U.S. President Donald Trump's tariff policy has put the global luxury goods industry on high alert. The luxury market is already struggling due to economic recession and a decline in consumer spending, and Trump's announcement to impose a 20% tariff on products from the European Union (EU) and a 31% tariff on Swiss products raises the possibility of additional damage.
According to relevant industry sources on the 15th, the U.S. is one of the key consumer markets, accounting for about 25% to 30% of the global luxury goods market. Most products from major brands such as Louis Vuitton, Gucci, and Chanel are produced in Europe, including France and Italy.
After President Trump announced mutual tariff measures, luxury companies' stock prices plummeted. Although Trump declared a 90-day suspension of the mutual tariffs on the 9th, just a week after the announcement, luxury companies' stock prices have failed to recover to previous levels and remain unstable.
On the French stock market, the stock price of Louis Vuitton Moët Hennessy (LVMH) fell by 7.8% from 575.2 euros on the 2nd to 530.1 euros the previous day. LVMH is a group that owns major luxury brands such as Louis Vuitton, Dior, and Celine. The stock price of Richemont Group, listed on the Swiss stock market, fell by 11.2% from 154.3 Swiss francs (CHF) on the 2nd to 137 Swiss francs the previous day. Richemont Group oversees top jewelry and watch brands, including Cartier, Van Cleef & Arpels, and IWC.
Bruno Pavlovsky, president of Chanel's fashion division, noted in an interview with the Financial Times (FT) last month that "monitoring how the stock market behaves allows us to predict the business levels of our stores." A drop in stock prices suggests poor sales performance.
Investment bank Bernstein revised its projection for luxury industry sales growth this year from 5% to a 2% decline. In particular, it expects a 25% drop in revenues for Kering Group, which owns Gucci, in the first quarter.

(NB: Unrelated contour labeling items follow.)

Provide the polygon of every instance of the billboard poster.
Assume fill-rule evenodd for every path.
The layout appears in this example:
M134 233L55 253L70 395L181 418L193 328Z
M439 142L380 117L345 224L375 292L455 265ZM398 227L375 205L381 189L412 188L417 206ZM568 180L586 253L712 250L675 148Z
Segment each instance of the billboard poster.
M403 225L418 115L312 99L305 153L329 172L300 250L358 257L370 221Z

For LVMH, the fashion and leather sector, which accounts for nearly half of the group's revenue, is projected to decrease by 1% in the first quarter, with recent financial reports indicating that it fell short of financial sector forecasts. The first-quarter revenue for the fashion and leather sector was 10.1 billion euros (approximately 16.3 trillion won), which is a 5% decrease compared to the same period last year. Total group revenue, including watches and jewelry, perfumes and cosmetics, and alcohol, stood at 20.3 billion euros (approximately 33 trillion won), a 3% decline from the same period the previous year.
Industry insiders believe that luxury brands are likely to pass on the tariff burden to consumer price increases. An industry source said, "Brands that have maintained solid performance despite the luxury market downturn and consumer contraction are in a favorable position to pass on the price increase due to tariffs to consumers, as they have strong brands. This is because they can alleviate the effects of tariffs through price increases."

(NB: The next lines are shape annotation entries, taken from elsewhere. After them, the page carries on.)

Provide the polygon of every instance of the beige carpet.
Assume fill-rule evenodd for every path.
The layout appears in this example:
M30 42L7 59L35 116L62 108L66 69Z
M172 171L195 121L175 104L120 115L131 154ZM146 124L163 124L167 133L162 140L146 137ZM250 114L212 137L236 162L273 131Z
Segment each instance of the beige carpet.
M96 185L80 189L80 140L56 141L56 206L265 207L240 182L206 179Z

Citigroup, in a report released on the 3rd, forecasted that "most luxury brands will initiate single-digit price increases in the U.S. within the coming weeks to partially mitigate the tariff shock." François-Henri Pinault, chairman and CEO of Kering Group, stated, "If tariffs are imposed on our brands such as Gucci, Balenciaga, and Saint Laurent, we will review our pricing strategy."
Typically, when headquarters raise prices, prices increase globally, which means the Korean market cannot avoid being influenced. An industry insider said, "Some luxury brands increase prices one to two times a year while using the term 'adjustment' instead of 'increase'" and added, "When headquarters raise prices, we have no choice but to align prices accordingly in Korea." This insider also noted, "If the headquarters' price increase is significant due to tariffs, domestic consumers will also be affected."
There's a growing outlook that the recovery of demand in the luxury market will be delayed until after 2026. This is attributed to the expectation that luxury brands will face a tough period for the time being unless the uncertainty surrounding tariff policies is resolved. In fact, it's reported that on the 10th, Prada acquired Versace for 1.25 billion euros (approximately 2.3 trillion won), and the price reportedly dropped in the final stages due to market turmoil caused by mutual tariffs. It was originally expected to be sold for $1.6 billion (approximately 2.29 trillion won).
LVMH previously managed to avoid significant tariff impacts by expanding local production in the U.S. during Trump's first term. It is reported that the company is currently considering increasing production in the U.S. An industry insider stated, "In the short term, there is a strong possibility of responding through price increases, but in the long term, they will inevitably seek structural changes such as diversifying production bases."